A car tows a trailer which has a mass of 182kg. The car starts from rest on a horizontal road with an acceleration of 2.40m/s^2. As soon as the trailer starts to move a friction force of 64.0N acts on the trailer. Calculate the magnitude of the force which the car exerts on the trailer. Why is the answer 501N and why is the friction positive instead of negative?
friction is not positive if pulling force is positive
total force forward = pulling force - friction force
= m a
F - 64.0 = 182 *2.40
F = 64 + 437
F = 501 N
If you are the same person who posted about velocity and distance fallen please check the reply I posted.
To calculate the magnitude of the force which the car exerts on the trailer, we need to first understand the forces acting on the trailer.
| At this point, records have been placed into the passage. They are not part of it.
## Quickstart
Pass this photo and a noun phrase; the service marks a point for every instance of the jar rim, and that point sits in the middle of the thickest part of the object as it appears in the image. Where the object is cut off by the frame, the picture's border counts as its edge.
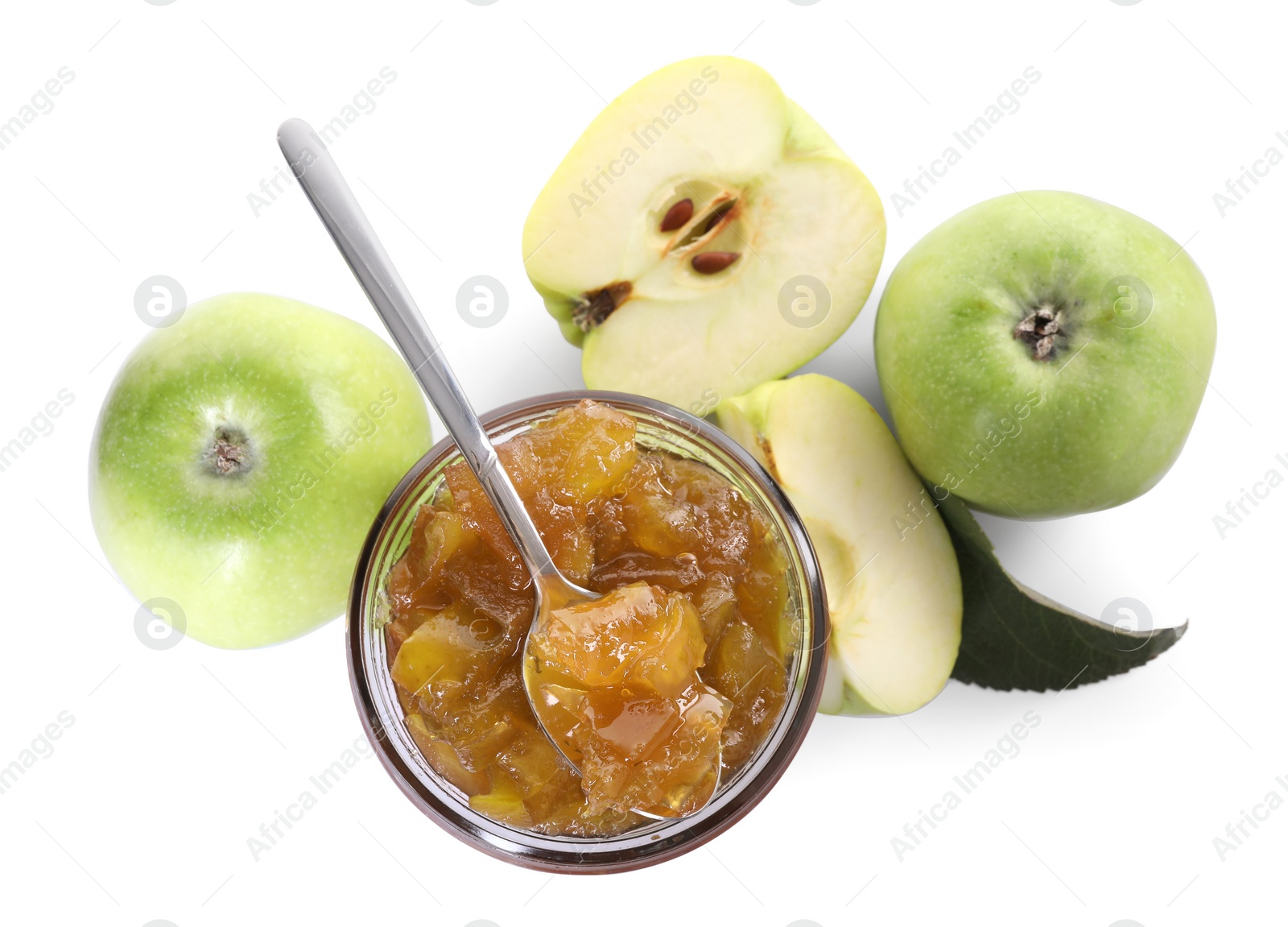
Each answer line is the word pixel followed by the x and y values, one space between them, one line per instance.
pixel 642 846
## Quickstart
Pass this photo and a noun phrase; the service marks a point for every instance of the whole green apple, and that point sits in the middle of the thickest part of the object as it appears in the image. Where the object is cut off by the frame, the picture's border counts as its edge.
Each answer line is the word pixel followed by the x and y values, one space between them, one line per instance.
pixel 240 459
pixel 1043 354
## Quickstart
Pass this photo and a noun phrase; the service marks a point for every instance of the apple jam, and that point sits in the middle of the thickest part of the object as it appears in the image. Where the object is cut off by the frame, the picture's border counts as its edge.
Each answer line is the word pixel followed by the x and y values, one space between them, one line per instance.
pixel 676 675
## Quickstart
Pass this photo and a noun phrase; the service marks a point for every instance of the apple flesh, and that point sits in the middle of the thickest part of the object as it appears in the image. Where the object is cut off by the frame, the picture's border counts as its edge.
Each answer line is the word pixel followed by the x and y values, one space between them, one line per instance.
pixel 1045 354
pixel 893 588
pixel 240 459
pixel 702 236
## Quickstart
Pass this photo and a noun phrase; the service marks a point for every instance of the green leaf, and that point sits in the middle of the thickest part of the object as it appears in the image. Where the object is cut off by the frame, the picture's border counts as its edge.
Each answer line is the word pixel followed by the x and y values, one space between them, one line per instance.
pixel 1017 639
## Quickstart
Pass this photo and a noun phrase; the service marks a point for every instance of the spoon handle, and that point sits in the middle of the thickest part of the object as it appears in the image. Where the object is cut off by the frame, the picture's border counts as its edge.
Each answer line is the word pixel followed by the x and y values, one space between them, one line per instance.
pixel 335 204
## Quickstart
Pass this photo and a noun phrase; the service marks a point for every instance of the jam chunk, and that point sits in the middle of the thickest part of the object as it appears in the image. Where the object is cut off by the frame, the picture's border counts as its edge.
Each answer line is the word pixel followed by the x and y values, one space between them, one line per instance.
pixel 620 688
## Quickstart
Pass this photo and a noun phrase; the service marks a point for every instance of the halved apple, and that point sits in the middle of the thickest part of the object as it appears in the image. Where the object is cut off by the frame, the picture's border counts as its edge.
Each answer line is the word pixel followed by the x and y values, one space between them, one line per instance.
pixel 893 588
pixel 702 236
The forces acting on the trailer are:
1. The force exerted by the car on the trailer (the force we are trying to find)
2. The friction force acting on the trailer, in the direction opposite to its motion
Since the trailer is accelerating, we can apply Newton's second law of motion:
Force = Mass * Acceleration
The mass of the trailer is given as 182 kg, and the acceleration is given as 2.40 m/s^2:
Force = 182 kg * 2.40 m/s^2
Force = 436.8 N
So, the force exerted by the car on the trailer is 436.8 N.
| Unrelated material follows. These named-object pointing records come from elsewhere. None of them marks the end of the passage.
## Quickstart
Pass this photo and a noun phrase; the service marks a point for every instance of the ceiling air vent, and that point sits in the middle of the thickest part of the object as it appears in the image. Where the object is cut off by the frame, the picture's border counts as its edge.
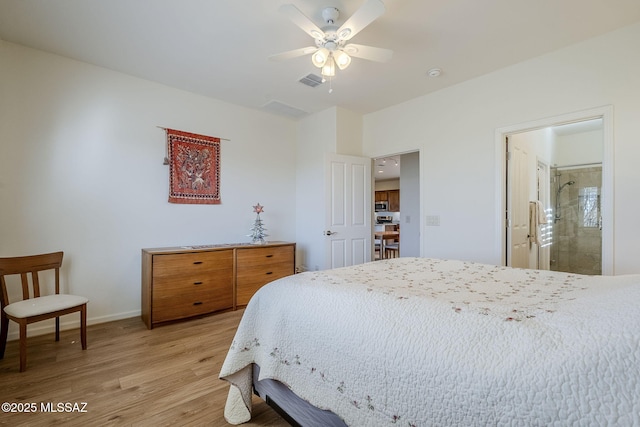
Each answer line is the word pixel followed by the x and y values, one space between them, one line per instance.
pixel 284 109
pixel 311 80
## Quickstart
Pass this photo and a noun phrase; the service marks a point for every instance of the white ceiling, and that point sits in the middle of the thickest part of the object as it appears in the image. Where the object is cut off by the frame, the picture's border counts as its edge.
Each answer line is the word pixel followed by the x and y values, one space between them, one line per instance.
pixel 220 48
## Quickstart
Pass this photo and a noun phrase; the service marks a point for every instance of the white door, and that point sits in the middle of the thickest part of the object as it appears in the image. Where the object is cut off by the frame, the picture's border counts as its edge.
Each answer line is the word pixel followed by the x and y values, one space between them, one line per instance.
pixel 348 210
pixel 517 206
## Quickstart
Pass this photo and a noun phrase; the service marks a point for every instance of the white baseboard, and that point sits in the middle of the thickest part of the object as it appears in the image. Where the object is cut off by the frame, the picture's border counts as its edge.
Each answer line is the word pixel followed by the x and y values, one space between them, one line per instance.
pixel 69 321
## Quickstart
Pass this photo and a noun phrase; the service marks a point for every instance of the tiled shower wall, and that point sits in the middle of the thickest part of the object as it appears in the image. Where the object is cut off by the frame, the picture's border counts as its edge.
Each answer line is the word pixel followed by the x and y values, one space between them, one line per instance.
pixel 577 234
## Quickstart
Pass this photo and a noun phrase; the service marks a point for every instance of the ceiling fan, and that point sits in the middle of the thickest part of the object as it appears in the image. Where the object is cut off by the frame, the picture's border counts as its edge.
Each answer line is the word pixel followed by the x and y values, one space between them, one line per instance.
pixel 332 47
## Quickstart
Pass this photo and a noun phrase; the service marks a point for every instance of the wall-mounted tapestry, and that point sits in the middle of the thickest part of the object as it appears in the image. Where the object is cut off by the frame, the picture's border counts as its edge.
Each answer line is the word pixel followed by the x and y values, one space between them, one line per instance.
pixel 194 163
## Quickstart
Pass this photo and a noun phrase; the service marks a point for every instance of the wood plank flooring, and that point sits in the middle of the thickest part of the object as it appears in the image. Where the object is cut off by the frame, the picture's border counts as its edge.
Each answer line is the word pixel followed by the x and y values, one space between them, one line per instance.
pixel 128 376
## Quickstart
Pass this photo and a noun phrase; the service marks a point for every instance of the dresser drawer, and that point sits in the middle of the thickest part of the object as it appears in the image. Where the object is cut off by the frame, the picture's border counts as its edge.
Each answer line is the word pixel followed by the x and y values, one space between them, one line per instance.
pixel 179 282
pixel 259 266
pixel 254 277
pixel 267 255
pixel 167 306
pixel 192 264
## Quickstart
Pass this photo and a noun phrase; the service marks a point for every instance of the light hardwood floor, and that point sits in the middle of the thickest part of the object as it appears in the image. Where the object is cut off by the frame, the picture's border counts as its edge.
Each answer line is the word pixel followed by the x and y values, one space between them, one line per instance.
pixel 128 376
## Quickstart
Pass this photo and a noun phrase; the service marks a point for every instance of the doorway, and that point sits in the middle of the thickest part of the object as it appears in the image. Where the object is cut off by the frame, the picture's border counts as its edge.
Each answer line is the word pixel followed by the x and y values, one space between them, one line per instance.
pixel 398 177
pixel 577 196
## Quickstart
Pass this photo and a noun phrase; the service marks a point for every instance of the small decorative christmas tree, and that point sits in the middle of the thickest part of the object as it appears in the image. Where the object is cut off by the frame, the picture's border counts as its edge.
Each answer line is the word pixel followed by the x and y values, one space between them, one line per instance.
pixel 258 231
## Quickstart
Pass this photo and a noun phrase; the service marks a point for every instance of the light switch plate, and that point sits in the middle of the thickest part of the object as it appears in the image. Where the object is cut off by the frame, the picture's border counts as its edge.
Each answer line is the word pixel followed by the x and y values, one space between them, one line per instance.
pixel 433 220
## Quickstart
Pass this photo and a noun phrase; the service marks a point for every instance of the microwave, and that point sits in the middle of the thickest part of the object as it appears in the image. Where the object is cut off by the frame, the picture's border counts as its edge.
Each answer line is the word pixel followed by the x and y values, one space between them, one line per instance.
pixel 382 207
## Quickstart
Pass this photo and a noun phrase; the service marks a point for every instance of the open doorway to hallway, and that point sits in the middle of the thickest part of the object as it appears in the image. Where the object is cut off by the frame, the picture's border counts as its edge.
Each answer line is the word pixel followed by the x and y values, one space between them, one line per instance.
pixel 396 225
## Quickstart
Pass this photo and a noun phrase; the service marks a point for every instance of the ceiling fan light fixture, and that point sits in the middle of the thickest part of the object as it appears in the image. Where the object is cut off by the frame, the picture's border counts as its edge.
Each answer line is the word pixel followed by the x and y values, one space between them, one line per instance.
pixel 329 68
pixel 319 58
pixel 344 33
pixel 342 59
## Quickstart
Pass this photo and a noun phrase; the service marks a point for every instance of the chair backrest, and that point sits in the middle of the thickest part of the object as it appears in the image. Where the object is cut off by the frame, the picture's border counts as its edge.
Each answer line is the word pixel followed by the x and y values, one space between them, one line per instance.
pixel 29 264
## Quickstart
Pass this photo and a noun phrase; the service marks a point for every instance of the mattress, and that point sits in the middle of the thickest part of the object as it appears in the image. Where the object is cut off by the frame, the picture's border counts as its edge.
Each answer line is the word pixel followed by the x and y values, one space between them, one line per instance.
pixel 418 341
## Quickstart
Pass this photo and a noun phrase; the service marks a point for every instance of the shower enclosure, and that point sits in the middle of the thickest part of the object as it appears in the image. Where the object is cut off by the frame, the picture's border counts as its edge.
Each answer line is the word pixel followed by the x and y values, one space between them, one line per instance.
pixel 577 219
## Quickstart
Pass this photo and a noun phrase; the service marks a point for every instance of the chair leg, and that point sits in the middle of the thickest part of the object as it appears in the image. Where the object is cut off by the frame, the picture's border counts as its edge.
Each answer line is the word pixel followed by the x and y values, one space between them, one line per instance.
pixel 83 327
pixel 23 346
pixel 4 330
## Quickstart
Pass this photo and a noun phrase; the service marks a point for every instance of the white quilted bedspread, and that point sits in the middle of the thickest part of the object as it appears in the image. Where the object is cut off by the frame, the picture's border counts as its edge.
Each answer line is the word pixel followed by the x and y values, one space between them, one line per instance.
pixel 425 342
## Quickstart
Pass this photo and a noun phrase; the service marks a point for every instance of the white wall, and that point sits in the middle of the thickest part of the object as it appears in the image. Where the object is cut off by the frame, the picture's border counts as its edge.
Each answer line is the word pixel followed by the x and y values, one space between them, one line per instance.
pixel 81 171
pixel 455 130
pixel 579 148
pixel 316 138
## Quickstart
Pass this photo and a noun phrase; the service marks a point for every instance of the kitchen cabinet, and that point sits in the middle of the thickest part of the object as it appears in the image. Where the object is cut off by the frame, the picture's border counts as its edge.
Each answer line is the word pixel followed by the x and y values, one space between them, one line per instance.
pixel 390 196
pixel 394 200
pixel 184 282
pixel 381 196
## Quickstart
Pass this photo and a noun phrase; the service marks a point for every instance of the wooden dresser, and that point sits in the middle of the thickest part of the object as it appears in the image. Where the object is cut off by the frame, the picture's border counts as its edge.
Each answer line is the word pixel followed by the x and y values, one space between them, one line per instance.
pixel 183 282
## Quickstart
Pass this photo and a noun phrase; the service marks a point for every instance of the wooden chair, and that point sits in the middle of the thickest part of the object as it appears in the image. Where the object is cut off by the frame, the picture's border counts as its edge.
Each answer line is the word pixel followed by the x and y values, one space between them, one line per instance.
pixel 35 308
pixel 392 249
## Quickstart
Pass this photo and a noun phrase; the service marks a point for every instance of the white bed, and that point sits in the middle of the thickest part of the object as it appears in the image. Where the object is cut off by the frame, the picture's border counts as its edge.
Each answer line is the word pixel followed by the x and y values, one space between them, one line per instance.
pixel 417 341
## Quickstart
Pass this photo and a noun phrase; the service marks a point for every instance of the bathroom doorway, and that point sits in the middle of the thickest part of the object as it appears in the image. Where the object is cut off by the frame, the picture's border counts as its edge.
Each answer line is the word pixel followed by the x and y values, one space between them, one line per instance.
pixel 576 245
pixel 575 196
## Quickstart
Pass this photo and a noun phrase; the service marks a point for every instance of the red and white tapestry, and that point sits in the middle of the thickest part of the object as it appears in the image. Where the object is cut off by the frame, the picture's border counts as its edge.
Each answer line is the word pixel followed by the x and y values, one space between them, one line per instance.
pixel 194 162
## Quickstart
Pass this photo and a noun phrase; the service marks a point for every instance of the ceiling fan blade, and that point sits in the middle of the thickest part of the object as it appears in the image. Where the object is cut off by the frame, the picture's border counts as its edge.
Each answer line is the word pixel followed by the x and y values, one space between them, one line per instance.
pixel 293 53
pixel 368 52
pixel 368 12
pixel 302 21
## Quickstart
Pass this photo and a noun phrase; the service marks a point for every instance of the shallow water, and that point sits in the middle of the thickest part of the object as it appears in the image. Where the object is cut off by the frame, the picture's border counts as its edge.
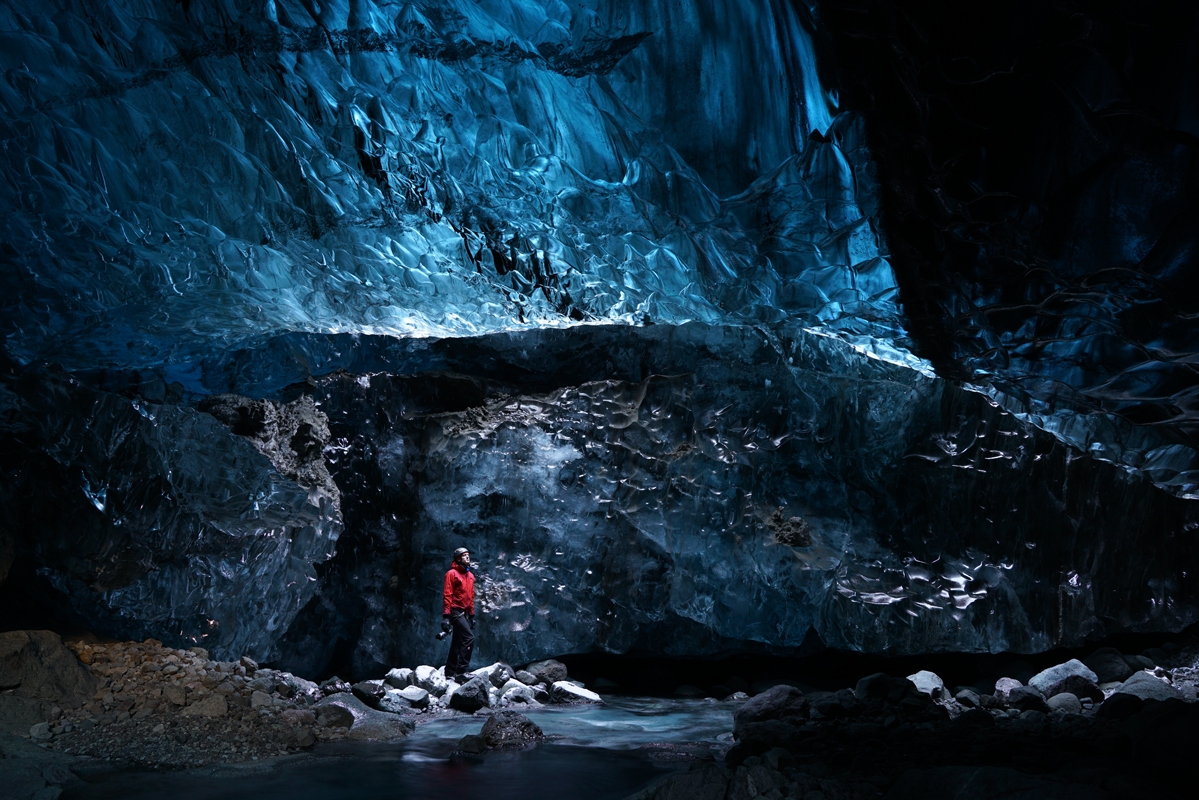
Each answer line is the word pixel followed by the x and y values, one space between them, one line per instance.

Now, let's address the question of why the answer is 501 N instead of 436.8 N.
The friction force acting on the trailer is given as 64.0 N. This force opposes the motion of the trailer. Since it opposes the motion, it is usually considered negative.
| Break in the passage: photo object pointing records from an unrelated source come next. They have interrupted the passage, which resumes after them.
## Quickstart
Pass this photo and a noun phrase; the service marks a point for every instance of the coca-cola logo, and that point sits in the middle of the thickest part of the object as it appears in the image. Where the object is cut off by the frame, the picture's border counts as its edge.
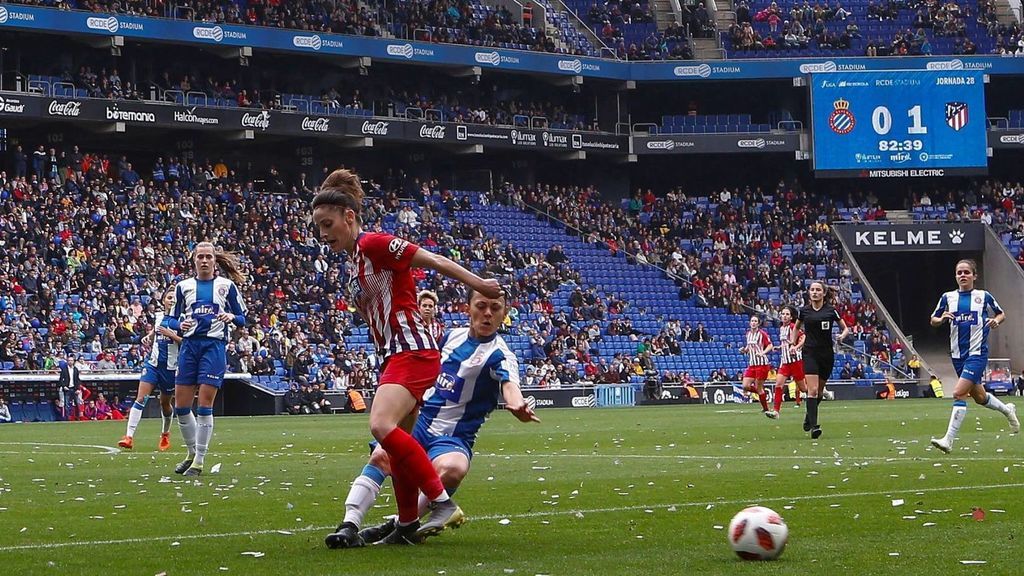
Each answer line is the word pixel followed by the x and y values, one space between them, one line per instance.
pixel 71 108
pixel 379 128
pixel 435 132
pixel 315 124
pixel 261 120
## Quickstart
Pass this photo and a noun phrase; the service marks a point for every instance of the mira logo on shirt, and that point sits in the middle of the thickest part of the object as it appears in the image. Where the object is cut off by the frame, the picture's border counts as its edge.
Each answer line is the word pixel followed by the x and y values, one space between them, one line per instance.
pixel 966 317
pixel 397 247
pixel 205 310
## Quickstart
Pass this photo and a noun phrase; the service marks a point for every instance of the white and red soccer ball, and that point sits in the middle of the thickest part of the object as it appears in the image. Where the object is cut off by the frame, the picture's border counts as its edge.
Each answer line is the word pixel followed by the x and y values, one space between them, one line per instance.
pixel 758 533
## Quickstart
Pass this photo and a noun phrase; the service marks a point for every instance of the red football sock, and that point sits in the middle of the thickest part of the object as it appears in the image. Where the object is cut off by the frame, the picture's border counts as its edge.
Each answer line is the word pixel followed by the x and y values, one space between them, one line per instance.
pixel 409 458
pixel 407 495
pixel 764 401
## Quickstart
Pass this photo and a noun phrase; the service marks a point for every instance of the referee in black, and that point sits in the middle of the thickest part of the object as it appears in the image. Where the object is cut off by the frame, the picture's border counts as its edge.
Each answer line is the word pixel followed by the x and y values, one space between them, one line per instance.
pixel 817 320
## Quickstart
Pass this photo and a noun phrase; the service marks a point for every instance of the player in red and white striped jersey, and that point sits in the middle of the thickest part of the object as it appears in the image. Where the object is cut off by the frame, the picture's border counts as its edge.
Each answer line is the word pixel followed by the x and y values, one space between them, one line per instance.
pixel 791 343
pixel 757 350
pixel 428 311
pixel 381 285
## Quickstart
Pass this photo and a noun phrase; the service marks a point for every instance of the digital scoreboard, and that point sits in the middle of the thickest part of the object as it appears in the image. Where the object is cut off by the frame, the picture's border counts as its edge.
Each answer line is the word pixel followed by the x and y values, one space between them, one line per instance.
pixel 899 123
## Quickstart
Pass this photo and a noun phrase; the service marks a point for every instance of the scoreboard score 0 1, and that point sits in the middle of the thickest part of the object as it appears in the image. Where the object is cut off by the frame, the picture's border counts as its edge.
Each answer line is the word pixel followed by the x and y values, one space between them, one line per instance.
pixel 899 123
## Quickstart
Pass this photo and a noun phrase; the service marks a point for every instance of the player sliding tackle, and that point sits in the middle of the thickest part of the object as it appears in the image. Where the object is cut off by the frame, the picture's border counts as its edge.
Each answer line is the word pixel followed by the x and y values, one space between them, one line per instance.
pixel 971 314
pixel 476 367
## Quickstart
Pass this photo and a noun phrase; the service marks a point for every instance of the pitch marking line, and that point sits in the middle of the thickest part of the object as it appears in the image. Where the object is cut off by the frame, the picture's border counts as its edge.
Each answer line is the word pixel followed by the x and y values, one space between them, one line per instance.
pixel 823 458
pixel 105 449
pixel 545 513
pixel 110 450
When we take into account the direction of the friction force, we need to add it algebraically to the force exerted by the car on the trailer. If the car exerts a force of 436.8 N, and the friction force is -64.0 N (negative because it opposes motion), the total force exerted by the car on the trailer is:
Total force = Force exerted by the car + Friction force
Total force = 436.8 N + (-64.0 N)
Total force = 372.8 N
Therefore, the magnitude of the force that the car exerts on the trailer is 372.8 N, not 501 N.
It is important to note that the direction of the force determines whether it is positive or negative. In this case, the friction force is positive because it is acting in the same direction as the force exerted by the car, resulting in a larger total force.